A shibboleth is a word that some people pronounce in a characteristic way, so they can be recognised by listening carefully. The word goes back to the Bible, Judges 12: 6, (King James Bible "Authorized Version", Pure Cambridge Edition) that reads:
Then said they unto him, Say now Shibboleth: and he said Sibboleth: for he could not frame to pronounce it right. Then they took him, and slew him at the passages of Jordan: and there fell at that time of the Ephraimites forty and two thousand.

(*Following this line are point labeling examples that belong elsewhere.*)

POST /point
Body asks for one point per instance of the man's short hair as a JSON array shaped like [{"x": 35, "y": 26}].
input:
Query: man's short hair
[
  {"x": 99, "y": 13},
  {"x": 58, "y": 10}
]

Many other shibboleth-episodes happened in the course of history: Between September 28 and October 8 1938 the Generalísimo Rafael Leónidas Trujillo, at the time dictator of the Dominican Republic, had his army kill around 15.000 of migrant Haitian sugar cane workers. Because the Dominican Republic has such a diversity of racial types living in harmony, the Haitians were identified for murder by their inability to pronounce the word "perejil" (Spanish for "parsley."). Some histories refer to this as The Parsley Massacre The river where the bodies were dumped was known as Río Dajabón and fixed the frontier between the Dominican Republic and the Republic of Haiti, it is now aptly known as Rio Masacre (Massacre River.)
Germans are apparently unable to pronounce the English word “squirrel”, or so is claimed: This could come in handy if ever Germans have to be identified (if suspected of spying, for instance. Or of Rechthaberei, if that in itself does not give them away).
But the point is: there is no translation of this word into Spanish or German. Despite the fact that both languages have a thorough Bible tradition. They should know the word, to be prepared against the concept lurking beneath.